Schools to Which Our Graduates Matriculate
- Bard Academy at Simon’s Rock Great Barrington, MA
- Berkshire School Sheffield, MA
- Berkshire Waldorf High School Stockbridge, MA
- Concord Academy (Concord, MA)
- Emma Willard School (Troy, NY)
- Hotchkiss (Lakeville, CT)
- Interlochen Academy for the Arts (Interlochen, MI)
- Lenox High School (Lenox, MA)
- Loomis Chaffee (2) (Windsor, CT)
- Millbrook Academy (Millbrook, NY)
- Milton Academy (Milton, MA)
- Miss Hall’s School (Pittsfield, MA)
- Monument Mountain Regional High School
- Mt. Everett Regional High School
- Northfield Mount Hermon (Gill, MA)
- Putney School (Putney, VT)
- Stoneleigh-Burnham (Greenfield, MA)
- Suffield Academy (Suffield, CT)
- Taconic Hills Regional High School
- Trinity-Pawling (Pawling, NY)
- Walnut Hill School for the Arts (Natick, MA)
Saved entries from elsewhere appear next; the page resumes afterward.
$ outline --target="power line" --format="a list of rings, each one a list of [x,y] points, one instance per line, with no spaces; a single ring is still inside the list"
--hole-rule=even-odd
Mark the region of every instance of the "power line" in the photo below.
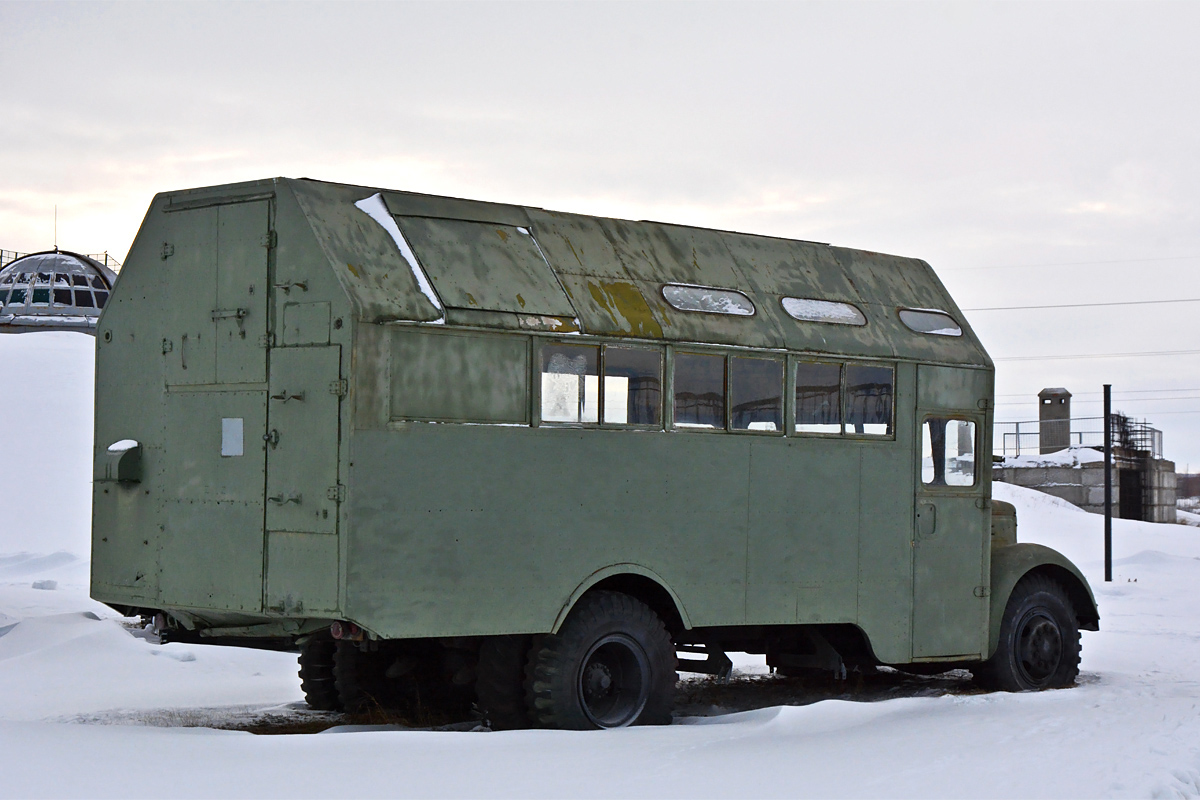
[[[1100,264],[1144,264],[1149,261],[1195,261],[1200,256],[1165,256],[1162,258],[1120,258],[1112,261],[1059,261],[1049,264],[993,264],[987,267],[944,267],[938,272],[975,272],[984,269],[1038,269],[1041,267],[1091,267]]]
[[[1119,392],[1113,392],[1113,394],[1114,395],[1117,395],[1117,394],[1158,394],[1159,392],[1200,392],[1200,387],[1194,387],[1194,388],[1190,388],[1190,389],[1122,389]],[[1090,395],[1090,394],[1102,395],[1102,394],[1104,394],[1104,392],[1072,392],[1071,396],[1072,397],[1081,397],[1083,395]],[[1030,397],[1030,396],[1032,396],[1032,395],[1029,392],[1013,392],[1010,394],[996,395],[996,397]]]
[[[1127,397],[1124,400],[1120,400],[1119,402],[1122,402],[1122,403],[1160,403],[1164,400],[1200,400],[1200,395],[1192,394],[1192,395],[1185,395],[1183,397]],[[1091,404],[1091,403],[1099,403],[1102,401],[1101,400],[1079,400],[1077,402]],[[1014,400],[1010,403],[996,403],[996,405],[998,405],[998,406],[1024,406],[1024,405],[1037,404],[1037,403],[1038,403],[1038,401],[1036,399],[1030,399],[1025,402],[1021,402],[1019,400]]]
[[[1082,358],[1152,358],[1156,356],[1195,356],[1200,350],[1151,350],[1144,353],[1078,353],[1061,356],[1005,356],[993,361],[1066,361]]]
[[[987,308],[964,308],[963,311],[1028,311],[1044,308],[1100,308],[1103,306],[1151,306],[1162,303],[1200,303],[1200,297],[1179,300],[1118,300],[1111,303],[1058,303],[1045,306],[989,306]]]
“Being personally acquainted with a number of Waldorf students, I can say that they come closer to realizing their own potential than practically anyone I know.”
Dr. Joseph Weizenbaum
Professor, Massachusetts Institute of Technology
“If you’ve had the experience of binding a book, knitting a sock, playing a recorder, then you feel that you can build a rocket ship or learn a software program you’ve never touched. It’s not bravado, just a quiet confidence. There is nothing you can’t do. Why couldn’t you? Why couldn’t anybody”?
Peter Nitze
Waldorf and Harvard graduate
Director of an aerospace company
“Waldorf education draws out the best of qualities in young people. While this is not an instant process, the values they learn provide a lifelong platform from which to grow.”